Riforma Titolo V della Costituzione, Petraroia sul caso Molise

Petraroia: «Il rischio è che si parli male di chi ha meno abitanti per il solo fatto che è piccolo»
Petraroia: «Il rischio è che si parli male di chi ha meno abitanti per il solo fatto che è piccolo»

«Nel puntuale articolo apparso ieri sera sul Corriere della Sera, Sergio Rizzo analizza il Disegno di  legge del Governo sul mutamento del Titolo V della Costituzione ed individua alcune criticità che determinerebbero la necessità di una riforma più radicale dell'attuale assetto istituzionale fino al superamento delle stesse regioni. Sul punto condivido le perplessità del campobassano Stefano Caldoro e da tempo immemore ho sostenuto l'utilità di riflettere sulla proposta della Fondazione Agnelli che riarticolava la mappatura delle regioni sul territorio nazionale».
 
A sostenerlo è il vicepresidente della Giunta regionale, Michele Petraroia, in una nota indirizzata
all'Ufficio Studi  Confartigianato, al Centro Studi Confindustria ed al giornalista del Corriere della Sera, Sergio Rizzo.
 
«Concordo sul giudizio di parzialità del Disegno di Legge del Governo - scrive Petraroia - che non affronta in termini sistemici il nodo della sanità e l'assetto delle istituzioni elettive, stante l'abolizione definitiva delle province e la persistenza di regioni che per limiti strutturali non riuscirebbero a garantire parità di opportunità e pari competitività ai cittadini e alle imprese.
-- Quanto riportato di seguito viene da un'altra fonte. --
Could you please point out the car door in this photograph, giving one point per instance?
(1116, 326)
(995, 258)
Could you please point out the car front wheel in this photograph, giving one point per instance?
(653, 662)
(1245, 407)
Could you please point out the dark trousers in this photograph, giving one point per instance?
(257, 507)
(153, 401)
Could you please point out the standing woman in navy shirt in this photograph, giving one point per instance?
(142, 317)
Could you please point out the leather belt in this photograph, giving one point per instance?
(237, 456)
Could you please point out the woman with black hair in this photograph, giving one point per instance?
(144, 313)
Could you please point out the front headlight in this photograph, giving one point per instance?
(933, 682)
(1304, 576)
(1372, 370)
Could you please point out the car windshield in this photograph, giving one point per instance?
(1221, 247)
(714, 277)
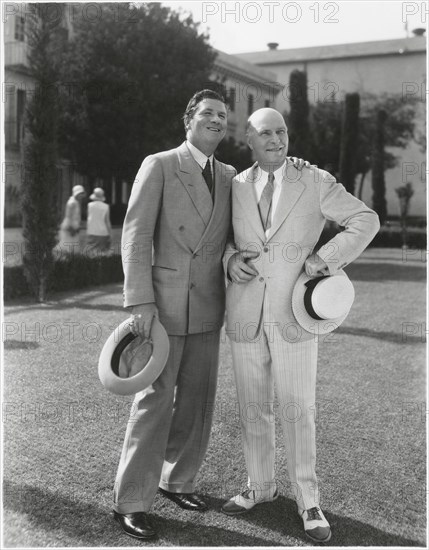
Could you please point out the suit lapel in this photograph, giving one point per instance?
(190, 175)
(245, 193)
(291, 190)
(222, 193)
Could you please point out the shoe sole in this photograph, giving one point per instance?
(148, 537)
(181, 505)
(328, 538)
(247, 510)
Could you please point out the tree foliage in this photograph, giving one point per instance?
(130, 78)
(39, 188)
(378, 168)
(349, 138)
(326, 131)
(297, 119)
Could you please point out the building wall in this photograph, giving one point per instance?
(330, 80)
(16, 91)
(242, 104)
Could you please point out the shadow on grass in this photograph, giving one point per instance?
(92, 525)
(282, 517)
(65, 299)
(395, 337)
(382, 272)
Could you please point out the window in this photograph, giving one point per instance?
(250, 101)
(231, 99)
(19, 28)
(20, 110)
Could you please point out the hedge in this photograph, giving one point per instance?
(71, 272)
(387, 237)
(80, 271)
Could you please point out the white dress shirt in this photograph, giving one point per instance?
(200, 158)
(260, 182)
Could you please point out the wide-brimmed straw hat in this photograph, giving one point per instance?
(98, 194)
(320, 305)
(77, 190)
(129, 364)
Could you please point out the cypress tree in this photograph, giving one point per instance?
(39, 185)
(378, 181)
(349, 141)
(297, 121)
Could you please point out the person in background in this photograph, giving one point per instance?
(99, 229)
(70, 226)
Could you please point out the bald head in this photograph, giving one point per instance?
(267, 138)
(264, 115)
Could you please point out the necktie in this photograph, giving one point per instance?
(265, 202)
(207, 174)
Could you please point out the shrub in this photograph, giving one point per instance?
(69, 272)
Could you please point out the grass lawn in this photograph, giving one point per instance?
(63, 432)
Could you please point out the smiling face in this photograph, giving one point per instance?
(267, 137)
(207, 127)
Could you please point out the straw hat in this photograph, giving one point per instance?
(320, 305)
(129, 364)
(77, 190)
(98, 194)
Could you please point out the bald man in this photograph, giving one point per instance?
(275, 207)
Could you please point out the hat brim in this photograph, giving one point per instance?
(115, 344)
(305, 320)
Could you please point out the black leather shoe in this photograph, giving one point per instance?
(136, 525)
(188, 501)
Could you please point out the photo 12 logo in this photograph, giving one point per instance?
(269, 12)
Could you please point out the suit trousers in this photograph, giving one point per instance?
(258, 364)
(169, 426)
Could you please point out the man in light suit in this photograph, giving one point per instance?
(278, 215)
(180, 207)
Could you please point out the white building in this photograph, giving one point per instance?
(385, 66)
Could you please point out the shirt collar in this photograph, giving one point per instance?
(262, 175)
(199, 157)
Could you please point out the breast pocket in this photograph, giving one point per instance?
(305, 229)
(165, 276)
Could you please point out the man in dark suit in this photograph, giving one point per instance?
(180, 209)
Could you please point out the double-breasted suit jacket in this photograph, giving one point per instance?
(308, 198)
(174, 239)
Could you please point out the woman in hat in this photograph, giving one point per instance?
(70, 227)
(99, 229)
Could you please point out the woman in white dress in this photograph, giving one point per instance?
(70, 226)
(99, 229)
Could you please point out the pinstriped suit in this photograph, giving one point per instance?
(268, 345)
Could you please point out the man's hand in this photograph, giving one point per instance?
(240, 268)
(315, 266)
(143, 315)
(299, 164)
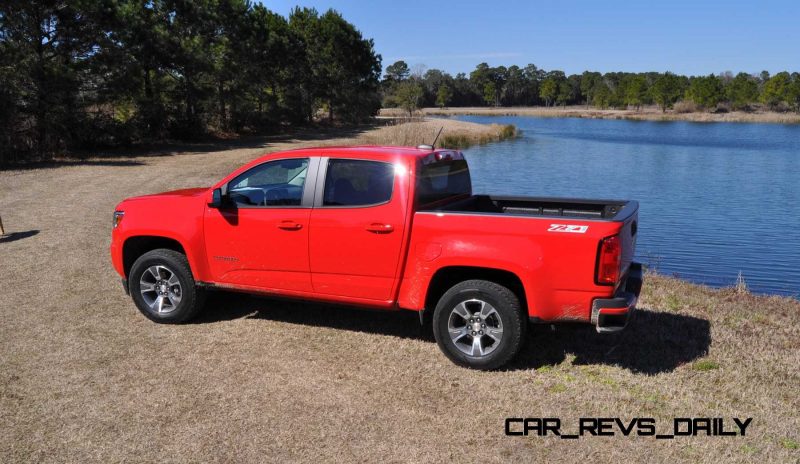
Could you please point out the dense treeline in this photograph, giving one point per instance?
(85, 73)
(529, 86)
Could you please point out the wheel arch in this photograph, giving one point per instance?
(136, 246)
(446, 277)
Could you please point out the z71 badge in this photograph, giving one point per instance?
(568, 228)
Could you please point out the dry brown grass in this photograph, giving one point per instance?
(645, 114)
(455, 134)
(85, 378)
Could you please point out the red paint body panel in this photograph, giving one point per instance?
(342, 254)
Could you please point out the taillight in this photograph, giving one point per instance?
(608, 263)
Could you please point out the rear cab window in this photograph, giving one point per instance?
(441, 177)
(350, 182)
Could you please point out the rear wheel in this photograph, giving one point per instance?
(479, 324)
(163, 288)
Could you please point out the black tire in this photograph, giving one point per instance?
(472, 293)
(191, 297)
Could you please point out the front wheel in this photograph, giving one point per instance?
(479, 324)
(163, 288)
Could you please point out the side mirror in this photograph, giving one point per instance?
(216, 199)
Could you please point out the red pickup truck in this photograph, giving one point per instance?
(389, 228)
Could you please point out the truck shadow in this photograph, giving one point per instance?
(654, 342)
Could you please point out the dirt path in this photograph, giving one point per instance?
(84, 377)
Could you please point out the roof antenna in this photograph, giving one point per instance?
(433, 145)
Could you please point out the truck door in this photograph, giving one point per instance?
(357, 226)
(259, 238)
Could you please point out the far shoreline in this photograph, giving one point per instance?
(650, 113)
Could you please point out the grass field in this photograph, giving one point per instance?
(85, 378)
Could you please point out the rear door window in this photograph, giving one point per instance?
(358, 183)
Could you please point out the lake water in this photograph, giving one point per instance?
(715, 199)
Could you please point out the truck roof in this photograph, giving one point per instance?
(369, 150)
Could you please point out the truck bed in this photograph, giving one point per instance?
(611, 210)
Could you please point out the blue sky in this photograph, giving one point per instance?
(686, 37)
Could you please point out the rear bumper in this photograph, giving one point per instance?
(611, 315)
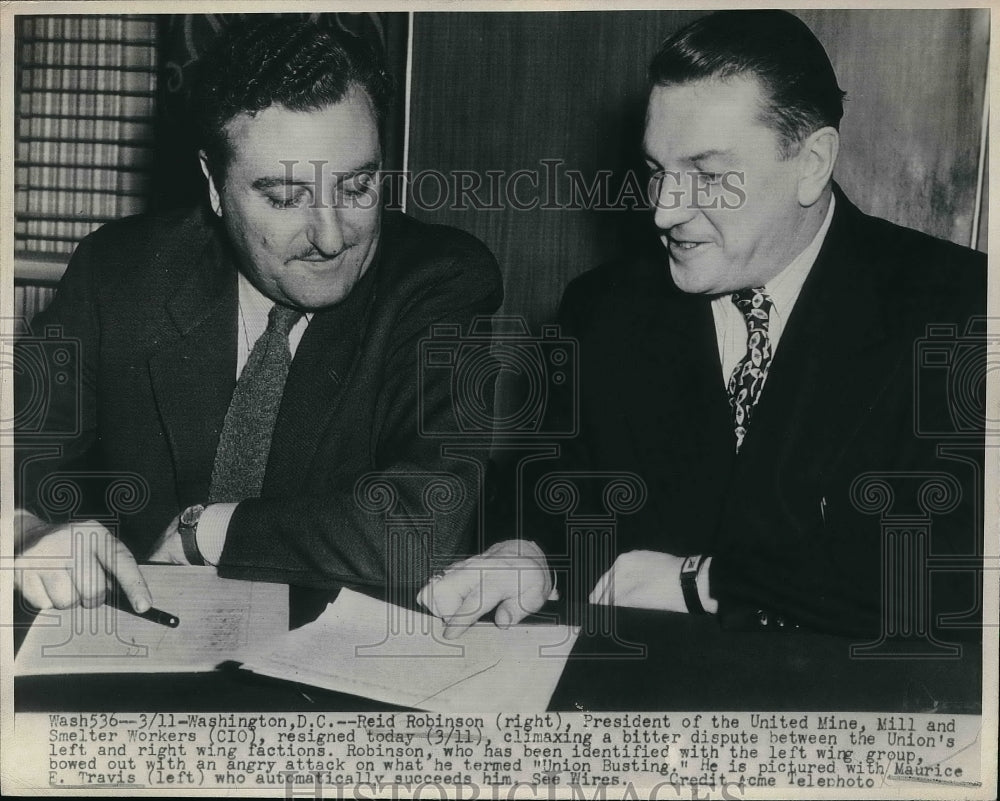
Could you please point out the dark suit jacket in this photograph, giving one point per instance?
(151, 303)
(787, 538)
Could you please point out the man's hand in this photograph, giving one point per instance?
(648, 580)
(170, 548)
(512, 577)
(65, 564)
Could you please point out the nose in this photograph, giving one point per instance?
(325, 229)
(673, 203)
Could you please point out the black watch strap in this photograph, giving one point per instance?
(690, 568)
(187, 527)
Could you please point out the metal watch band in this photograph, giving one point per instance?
(689, 583)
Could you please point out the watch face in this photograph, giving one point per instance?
(191, 515)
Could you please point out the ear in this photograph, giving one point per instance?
(817, 157)
(213, 191)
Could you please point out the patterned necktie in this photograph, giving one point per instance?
(747, 380)
(245, 442)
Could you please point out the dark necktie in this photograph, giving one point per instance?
(245, 442)
(747, 380)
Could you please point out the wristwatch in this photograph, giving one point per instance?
(187, 527)
(690, 568)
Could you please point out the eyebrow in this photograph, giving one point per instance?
(705, 155)
(709, 154)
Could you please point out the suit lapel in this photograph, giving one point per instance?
(194, 372)
(681, 427)
(819, 385)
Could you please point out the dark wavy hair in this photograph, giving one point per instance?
(293, 61)
(774, 47)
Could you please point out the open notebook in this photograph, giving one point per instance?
(376, 650)
(220, 620)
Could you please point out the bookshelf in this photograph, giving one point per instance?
(84, 115)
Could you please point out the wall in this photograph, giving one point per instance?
(506, 91)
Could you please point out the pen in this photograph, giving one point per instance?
(121, 602)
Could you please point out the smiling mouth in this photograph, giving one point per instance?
(684, 246)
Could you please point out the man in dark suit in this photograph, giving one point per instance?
(756, 508)
(250, 373)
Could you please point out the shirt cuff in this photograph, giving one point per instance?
(707, 601)
(212, 528)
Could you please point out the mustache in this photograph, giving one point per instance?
(312, 254)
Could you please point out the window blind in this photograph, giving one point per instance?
(84, 105)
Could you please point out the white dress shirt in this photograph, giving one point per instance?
(252, 322)
(731, 333)
(783, 289)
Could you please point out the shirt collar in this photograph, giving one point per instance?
(255, 305)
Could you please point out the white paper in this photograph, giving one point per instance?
(220, 620)
(365, 647)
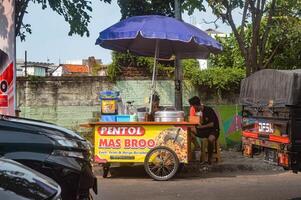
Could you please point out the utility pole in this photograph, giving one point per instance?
(178, 66)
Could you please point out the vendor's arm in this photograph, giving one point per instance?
(210, 125)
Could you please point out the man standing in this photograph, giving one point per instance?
(209, 127)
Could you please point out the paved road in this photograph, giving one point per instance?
(231, 185)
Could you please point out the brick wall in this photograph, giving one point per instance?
(70, 101)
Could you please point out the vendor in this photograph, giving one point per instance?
(155, 107)
(209, 128)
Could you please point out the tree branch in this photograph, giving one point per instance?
(243, 21)
(272, 55)
(262, 44)
(21, 6)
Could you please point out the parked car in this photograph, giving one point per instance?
(56, 152)
(271, 112)
(18, 182)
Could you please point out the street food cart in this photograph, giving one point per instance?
(160, 146)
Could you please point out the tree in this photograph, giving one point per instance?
(253, 12)
(76, 13)
(156, 7)
(282, 46)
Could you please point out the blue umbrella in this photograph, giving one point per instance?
(143, 35)
(158, 36)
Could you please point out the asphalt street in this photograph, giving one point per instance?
(136, 185)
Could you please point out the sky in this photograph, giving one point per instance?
(49, 41)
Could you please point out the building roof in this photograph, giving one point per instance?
(69, 68)
(35, 64)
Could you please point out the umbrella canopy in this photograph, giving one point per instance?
(142, 35)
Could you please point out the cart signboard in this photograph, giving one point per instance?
(7, 57)
(131, 143)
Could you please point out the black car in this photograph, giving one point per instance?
(18, 182)
(56, 152)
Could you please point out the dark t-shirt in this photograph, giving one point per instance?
(208, 117)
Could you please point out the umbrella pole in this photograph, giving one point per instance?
(154, 75)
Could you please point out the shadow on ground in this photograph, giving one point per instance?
(233, 164)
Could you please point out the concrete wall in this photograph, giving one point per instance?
(70, 101)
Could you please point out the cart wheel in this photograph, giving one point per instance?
(106, 170)
(161, 163)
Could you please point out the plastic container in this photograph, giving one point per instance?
(109, 100)
(108, 118)
(123, 118)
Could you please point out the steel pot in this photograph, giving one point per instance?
(169, 116)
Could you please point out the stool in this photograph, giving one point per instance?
(216, 151)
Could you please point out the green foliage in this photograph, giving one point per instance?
(216, 79)
(156, 7)
(284, 44)
(231, 55)
(283, 48)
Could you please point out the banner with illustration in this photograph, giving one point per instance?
(131, 143)
(7, 57)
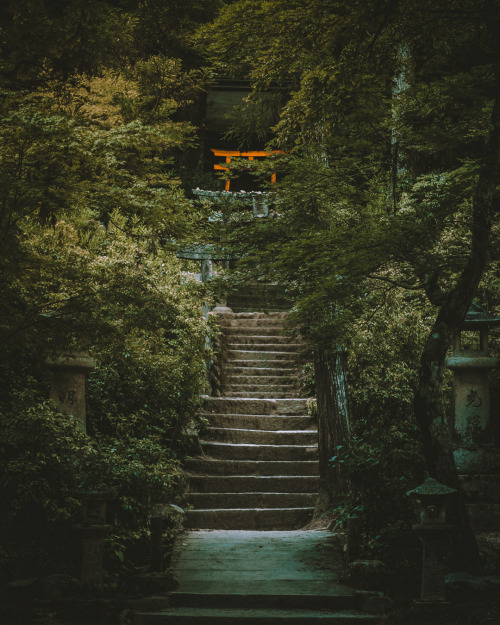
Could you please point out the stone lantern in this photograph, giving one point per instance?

In tutti i casi, il provvedimento agevolerebbe il superamento di distorsioni, incrostazioni e nicchie di potere che nel corso dei decenni si sono stratificate a livello regionale, ricondurrebbe alla competenza dello Stato materie delicate e strategiche, e consentirebbe uno snellimento della Pubblica Amministrazione con una saggia riduzione dei costi della politica».
 
«Quello che non risolve il Disegno di Legge Renzi  - spiega l'esponente del Governo regionale -  è il paradosso richiamato in negativo sulla regione Molise, citando come fonte l'Ufficio Studi della Confartigianato, sul rapporto tra numero di abitanti di una regione e numero di dipendenti e di dirigenti regionali, menzionando a termine di paragone positivo la Lombardia (1 a 178) e, ad esempio riprovevole, il Molise (1 a 23). Però, delle due l'una. O le regioni piccole vengono soppresse e/o accorpate, per raggiungere dimensioni medie come quelle prospettate dalla Fondazione Agnelli di almeno 4 milioni di abitanti o, in caso contrario, si condanna chi vive in regioni piccole a essere penalizzati perché al di sotto di una soglia essenziale di dirigenti e dipendenti, i servizi non saranno mai efficienti e competitivi».
 
«Non è in discussione l'obbligo dell'autoriforma in capo a ogni regione su questi aspetti - rileva Petraroia ma il dato matematico al di sotto del quale l'attività amministrativa non può essere svolta con efficacia. In Molise siamo riusciti a ridurre la pianta organica omnicomprensiva da  819 a 580 addetti, e i dirigenti da  80 a  40 con un risparmio annuo di 8,5 milioni di euro e, come emerge dalla tabella del Centro Sudi Confindustria, siamo la regione con i costi più bassi dell'Italia sul funzionamento degli Organi delle Società partecipate. Ma pur con tutta la buona volontà non saremo mai in grado di avere un dipendente per ogni 178 abitanti come la Lombardia, perché loro hanno 9 milioni di abitanti e noi 300 mila, a parità di competenze costituzionali, di deleghe nazionali e di incombenze amministrative».
 
«In Molise - conclude nella nota Petraroia abbiamo  quattro  assessori e in Lombardia la Giunta è a due cifre, e sarebbe sufficiente seguire la Conferenza Stato-Regioni per materia per rendersi conto che un assessore di una regione piccola segue con meno dirigenti e meno funzionari quello che in Lombardia seguono almeno cinque assessori con decine di collaboratori, dirigenti e tecnici. Forse è il caso di interrogarsi sul sistema in generale, altrimenti si rischia di parlar male di chi ha meno abitanti per il solo fatto che è piccolo, come nella favola del lupo e dell'agnello».